I am attempting to calculate the big O notation for a simple recurrence relation $$T(n) = T(n/2) + 1\quad\text{when}\enspace n ≥ 1$$
$$T(1) = 1$$
So my attempt was as follows
$$T(n) \le T(\frac{n}{2}) + 1 \\ T(\frac{n}{2}) \le T(\frac{n}{4}) + 1 \\ ... \\ \\ T(n) + T(\frac{n}{2}) + T(\frac{n}{4}) + ... \le T(\frac{n}{2}) + T(\frac n4) + \dots + 1 + 1 + \dotsm\\$$
Since we can subtract $T(\frac n2), T(\frac n4)$ etc from both sides we can get
$$T(n) \le n \\ T(n) = T(\frac n2) + 1 \Rightarrow O(n)$$
But i was also given to understand that for recurrence relations the following stands:
$$T(n)=O(n^{\log_BA}), A > B^k \\ T(n)=O(n^k\log n),A=B^k \\ T(n)=O(n^k),A<B^k$$ Such that the recurrence relation is of the form $T(n)=AT(\frac nB) + O(n^k)$
If this were true would we not have the second case since $A=1 \; B=2 \ k =0$. So $1=2^0$So according to this the big O should be $O(n^0\log n)=O(\log n)$
Which one is right and why.
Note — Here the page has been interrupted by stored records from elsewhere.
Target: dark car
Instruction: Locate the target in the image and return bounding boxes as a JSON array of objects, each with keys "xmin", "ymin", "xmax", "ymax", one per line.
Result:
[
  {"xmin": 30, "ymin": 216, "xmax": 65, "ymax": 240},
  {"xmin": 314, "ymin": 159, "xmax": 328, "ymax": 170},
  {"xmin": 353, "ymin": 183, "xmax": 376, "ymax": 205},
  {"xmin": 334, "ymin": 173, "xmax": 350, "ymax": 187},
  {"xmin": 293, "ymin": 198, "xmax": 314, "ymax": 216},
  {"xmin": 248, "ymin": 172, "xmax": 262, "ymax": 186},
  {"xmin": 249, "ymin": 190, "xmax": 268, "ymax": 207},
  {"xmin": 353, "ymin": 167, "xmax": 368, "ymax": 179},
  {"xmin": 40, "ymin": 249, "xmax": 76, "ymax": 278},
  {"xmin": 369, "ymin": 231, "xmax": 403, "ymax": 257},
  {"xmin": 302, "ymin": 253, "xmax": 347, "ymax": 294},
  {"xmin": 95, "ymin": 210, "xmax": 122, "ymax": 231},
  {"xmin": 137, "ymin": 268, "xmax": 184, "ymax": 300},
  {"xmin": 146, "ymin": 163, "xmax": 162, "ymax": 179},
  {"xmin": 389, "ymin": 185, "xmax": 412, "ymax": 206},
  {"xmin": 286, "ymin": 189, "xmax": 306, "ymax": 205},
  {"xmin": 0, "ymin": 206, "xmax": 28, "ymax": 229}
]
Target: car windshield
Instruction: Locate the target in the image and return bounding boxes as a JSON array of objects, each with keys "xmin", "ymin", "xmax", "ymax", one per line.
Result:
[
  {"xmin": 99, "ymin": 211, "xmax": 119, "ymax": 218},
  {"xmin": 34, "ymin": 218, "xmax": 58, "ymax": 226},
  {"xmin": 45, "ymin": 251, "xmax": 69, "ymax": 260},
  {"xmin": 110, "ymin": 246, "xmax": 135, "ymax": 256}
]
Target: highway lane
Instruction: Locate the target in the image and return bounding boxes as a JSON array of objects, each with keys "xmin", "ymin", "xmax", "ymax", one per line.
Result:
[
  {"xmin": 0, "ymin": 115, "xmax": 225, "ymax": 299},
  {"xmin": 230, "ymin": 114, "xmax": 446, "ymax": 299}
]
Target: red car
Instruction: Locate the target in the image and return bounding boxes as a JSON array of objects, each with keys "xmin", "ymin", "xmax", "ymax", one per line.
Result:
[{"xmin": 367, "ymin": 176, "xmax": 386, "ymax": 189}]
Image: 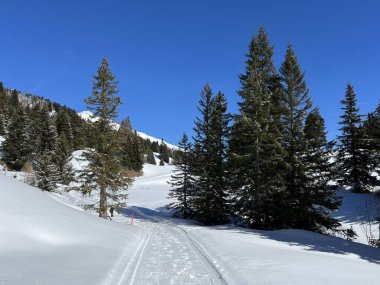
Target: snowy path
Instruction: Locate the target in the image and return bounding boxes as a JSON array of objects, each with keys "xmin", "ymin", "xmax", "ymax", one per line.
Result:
[{"xmin": 118, "ymin": 208, "xmax": 225, "ymax": 285}]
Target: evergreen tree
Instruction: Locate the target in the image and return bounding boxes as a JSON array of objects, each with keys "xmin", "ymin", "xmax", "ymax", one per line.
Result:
[
  {"xmin": 168, "ymin": 133, "xmax": 194, "ymax": 219},
  {"xmin": 280, "ymin": 45, "xmax": 311, "ymax": 228},
  {"xmin": 159, "ymin": 139, "xmax": 170, "ymax": 163},
  {"xmin": 337, "ymin": 83, "xmax": 376, "ymax": 193},
  {"xmin": 0, "ymin": 82, "xmax": 8, "ymax": 136},
  {"xmin": 364, "ymin": 104, "xmax": 380, "ymax": 172},
  {"xmin": 37, "ymin": 106, "xmax": 58, "ymax": 155},
  {"xmin": 56, "ymin": 132, "xmax": 75, "ymax": 185},
  {"xmin": 82, "ymin": 59, "xmax": 131, "ymax": 218},
  {"xmin": 2, "ymin": 107, "xmax": 32, "ymax": 171},
  {"xmin": 119, "ymin": 118, "xmax": 144, "ymax": 172},
  {"xmin": 230, "ymin": 28, "xmax": 286, "ymax": 228},
  {"xmin": 57, "ymin": 109, "xmax": 74, "ymax": 150},
  {"xmin": 300, "ymin": 108, "xmax": 342, "ymax": 232},
  {"xmin": 191, "ymin": 84, "xmax": 228, "ymax": 224},
  {"xmin": 146, "ymin": 149, "xmax": 156, "ymax": 165},
  {"xmin": 35, "ymin": 153, "xmax": 60, "ymax": 192}
]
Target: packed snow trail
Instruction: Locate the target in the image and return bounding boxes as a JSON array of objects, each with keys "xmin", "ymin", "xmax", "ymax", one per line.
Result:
[{"xmin": 118, "ymin": 207, "xmax": 225, "ymax": 285}]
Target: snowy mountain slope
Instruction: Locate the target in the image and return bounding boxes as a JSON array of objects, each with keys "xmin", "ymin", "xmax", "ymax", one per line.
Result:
[
  {"xmin": 78, "ymin": 111, "xmax": 179, "ymax": 150},
  {"xmin": 0, "ymin": 159, "xmax": 380, "ymax": 285},
  {"xmin": 124, "ymin": 162, "xmax": 380, "ymax": 285},
  {"xmin": 0, "ymin": 174, "xmax": 142, "ymax": 284}
]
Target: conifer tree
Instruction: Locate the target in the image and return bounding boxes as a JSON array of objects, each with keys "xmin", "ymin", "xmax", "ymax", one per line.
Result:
[
  {"xmin": 280, "ymin": 45, "xmax": 311, "ymax": 228},
  {"xmin": 57, "ymin": 109, "xmax": 74, "ymax": 150},
  {"xmin": 82, "ymin": 58, "xmax": 131, "ymax": 218},
  {"xmin": 191, "ymin": 84, "xmax": 229, "ymax": 224},
  {"xmin": 159, "ymin": 139, "xmax": 170, "ymax": 163},
  {"xmin": 337, "ymin": 83, "xmax": 376, "ymax": 193},
  {"xmin": 119, "ymin": 118, "xmax": 144, "ymax": 172},
  {"xmin": 35, "ymin": 153, "xmax": 60, "ymax": 192},
  {"xmin": 2, "ymin": 107, "xmax": 32, "ymax": 171},
  {"xmin": 230, "ymin": 28, "xmax": 286, "ymax": 228},
  {"xmin": 38, "ymin": 106, "xmax": 58, "ymax": 156},
  {"xmin": 364, "ymin": 104, "xmax": 380, "ymax": 172},
  {"xmin": 168, "ymin": 133, "xmax": 194, "ymax": 219},
  {"xmin": 146, "ymin": 149, "xmax": 156, "ymax": 165},
  {"xmin": 300, "ymin": 108, "xmax": 342, "ymax": 232}
]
Sorry for any formatting problems this is my first post.
For positive integer $n \geq 2$ we have $T(2^{n-1})=n $ by induction on $n$ . If $T(x)$ is defined for other values of $x$ and if $T$ is monotonic, then for $2^{n-1}<x<2^n$ we have $0<n=T(2^{n-1}\leq T(x) \leq T(2^n)= (n+1)$, so for all $x\geq 2$ we have $0<T(x)\leq 2+\log_2 x \leq 3 \log_2 x.$